Tamto to był long shot. Tak naprawdę to pasuje mi do wcześniejszych zachowań Locke. On nie lubi jak coś nie idzie według jego myśłi. Wtedy traci panowanie nad sobą i działa nieracjonalnie. Pokazał to już wiele razy. Np. jego wybuch wściekłości pryz końcu rozmowy z przewodnikiem walkabout. Nie potrafił się też pogodzić z odrzuceniem przez ojca, po operacji. ciągle przesiadywał pod jego domem. także tracił nerwy przy swoim szefie w fabryce podełek. W przypadku Chraliego, był z siebie bardzo dumny, że wyprowadził go z nałogu, a tu nagle tem mu płata takiego figla. Nerwy mu puściły.

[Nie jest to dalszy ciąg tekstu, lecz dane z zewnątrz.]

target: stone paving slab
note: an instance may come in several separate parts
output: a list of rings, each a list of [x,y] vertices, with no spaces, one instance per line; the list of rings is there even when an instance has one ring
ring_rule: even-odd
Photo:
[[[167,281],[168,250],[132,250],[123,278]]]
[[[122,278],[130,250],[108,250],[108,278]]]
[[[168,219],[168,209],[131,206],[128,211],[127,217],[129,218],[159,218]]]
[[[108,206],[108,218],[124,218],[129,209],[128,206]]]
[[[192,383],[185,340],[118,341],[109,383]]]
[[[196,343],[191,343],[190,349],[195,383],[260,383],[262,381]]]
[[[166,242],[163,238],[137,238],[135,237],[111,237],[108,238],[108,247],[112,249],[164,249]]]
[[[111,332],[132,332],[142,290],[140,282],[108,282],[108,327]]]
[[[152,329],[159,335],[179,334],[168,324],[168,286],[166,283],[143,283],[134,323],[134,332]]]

Gdby zaś poważnie potraktować koncepcje choroby, to pojawiają sie ciekawe perspektywy. Jeżeli choroba prowadzi do zmiany w Innego, byśmy mieli wytłumaczenie dla czego Danielle zabijała swych ludzi. Jeśli choroba miała się przenosić przez kontakt, to oczywistym jest, że Locke jest pierwszym kandydatem. To on spędzał dużo czasu z Ethanem. Danielle zaś nie zachorwała, gdyż nigdy z obcymi sie nie spotkała. Powiedziała to Sayidowi.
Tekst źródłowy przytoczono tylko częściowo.